I also need to stop by the lawn and garden store and pick two or three bags of vermiculite. One bag is four cubic feet (100+ liters). To meet shipping regulations, we pack chemicals in gallon (3.79 L) ziplock bags with a liter scoop of vermiculite added to serve as cushioning and absorbent, so one bag suffices for about 100 kits.
I spent most of yesterday making up solutions for chemistry kits. Barbara spent the day labeling, finishing 1,590 containers, which gave us 30 forensics kits’ worth. That’s one set of 30 labels for a 125 mL bottle, 20 sets for 15 mL bottles, 15 sets for 30 mL bottles, six sets for 30 mL widemouth bottles, and 11 sets for envelopes. She’d previously labeled a dozen sets of envelopes, so that means the forensics kits total 65 containers each.
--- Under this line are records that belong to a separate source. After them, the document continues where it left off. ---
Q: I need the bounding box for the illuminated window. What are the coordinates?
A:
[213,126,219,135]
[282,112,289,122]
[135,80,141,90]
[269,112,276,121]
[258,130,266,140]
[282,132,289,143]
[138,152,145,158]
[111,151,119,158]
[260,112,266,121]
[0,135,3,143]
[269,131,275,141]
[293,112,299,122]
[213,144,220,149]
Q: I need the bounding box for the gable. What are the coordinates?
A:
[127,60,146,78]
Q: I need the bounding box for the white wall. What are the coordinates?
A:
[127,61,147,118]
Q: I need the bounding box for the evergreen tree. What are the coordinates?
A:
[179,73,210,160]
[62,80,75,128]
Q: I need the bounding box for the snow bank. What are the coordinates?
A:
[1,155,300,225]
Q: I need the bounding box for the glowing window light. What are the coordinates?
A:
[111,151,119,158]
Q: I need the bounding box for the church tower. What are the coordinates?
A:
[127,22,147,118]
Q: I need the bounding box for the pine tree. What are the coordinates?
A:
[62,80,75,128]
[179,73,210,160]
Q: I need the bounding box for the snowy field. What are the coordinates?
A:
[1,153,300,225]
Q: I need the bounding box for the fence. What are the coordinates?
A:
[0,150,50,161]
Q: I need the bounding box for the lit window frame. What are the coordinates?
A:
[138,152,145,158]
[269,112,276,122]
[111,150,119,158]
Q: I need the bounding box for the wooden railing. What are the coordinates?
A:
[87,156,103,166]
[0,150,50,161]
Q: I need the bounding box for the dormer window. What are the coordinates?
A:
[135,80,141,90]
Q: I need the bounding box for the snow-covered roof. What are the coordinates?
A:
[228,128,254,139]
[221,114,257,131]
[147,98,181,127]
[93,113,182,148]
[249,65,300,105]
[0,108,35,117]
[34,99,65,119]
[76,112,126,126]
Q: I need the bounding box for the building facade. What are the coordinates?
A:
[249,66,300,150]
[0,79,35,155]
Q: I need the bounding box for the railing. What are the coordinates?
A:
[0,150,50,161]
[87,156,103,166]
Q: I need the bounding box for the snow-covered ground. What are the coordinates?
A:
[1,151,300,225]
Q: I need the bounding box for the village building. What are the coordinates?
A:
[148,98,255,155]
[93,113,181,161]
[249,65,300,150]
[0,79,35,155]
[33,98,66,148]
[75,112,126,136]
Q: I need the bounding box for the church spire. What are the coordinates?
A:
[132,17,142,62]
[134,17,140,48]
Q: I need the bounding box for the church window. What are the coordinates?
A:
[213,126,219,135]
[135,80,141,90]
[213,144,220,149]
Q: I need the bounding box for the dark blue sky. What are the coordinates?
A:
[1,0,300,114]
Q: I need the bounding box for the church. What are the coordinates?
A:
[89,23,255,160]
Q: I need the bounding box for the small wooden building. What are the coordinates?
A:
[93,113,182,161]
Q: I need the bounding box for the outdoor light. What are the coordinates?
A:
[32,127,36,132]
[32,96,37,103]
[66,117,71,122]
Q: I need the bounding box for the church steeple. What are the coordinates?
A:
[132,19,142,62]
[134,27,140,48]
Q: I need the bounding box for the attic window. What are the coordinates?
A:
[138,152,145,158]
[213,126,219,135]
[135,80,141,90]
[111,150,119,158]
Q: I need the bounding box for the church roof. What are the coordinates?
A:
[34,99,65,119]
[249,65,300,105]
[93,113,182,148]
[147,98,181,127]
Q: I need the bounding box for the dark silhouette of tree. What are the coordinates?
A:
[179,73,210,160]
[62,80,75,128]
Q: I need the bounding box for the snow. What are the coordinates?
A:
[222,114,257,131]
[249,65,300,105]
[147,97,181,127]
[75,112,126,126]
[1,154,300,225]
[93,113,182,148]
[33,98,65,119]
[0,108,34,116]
And I just got off the phone with Crucial. Apparently, someone attempted to use my credit card number to place a $585 order on Tuesday. The Crucial rep said their internal security flagged the transaction immediately. They hadn’t actually run the charge through, but had only placed a query with AmEx to verify the card was valid and place a $585 reduction in our available credit. The rep said that they didn’t actually charge a card until the order shipped, which it obviously never will, so AmEx would automatically remove that $585 placeholder.
I wish our legal system would begin dealing with thieves as they used to be dealt with; at least as severely as murderers. Britain used to hang thieves, which unquestionably had a deterrent effect on the particular thief being hanged as well as on other would-be thieves. I’ve always thought Winston-Salem would be a much better place if, one weekend, we had a mass execution and hanged, say, the worst 1,000 people in Winston. Thieves, rapists, child molesters, politicians who lie or steal, scammers (particularly those who focus on the elderly), spammers, and so on.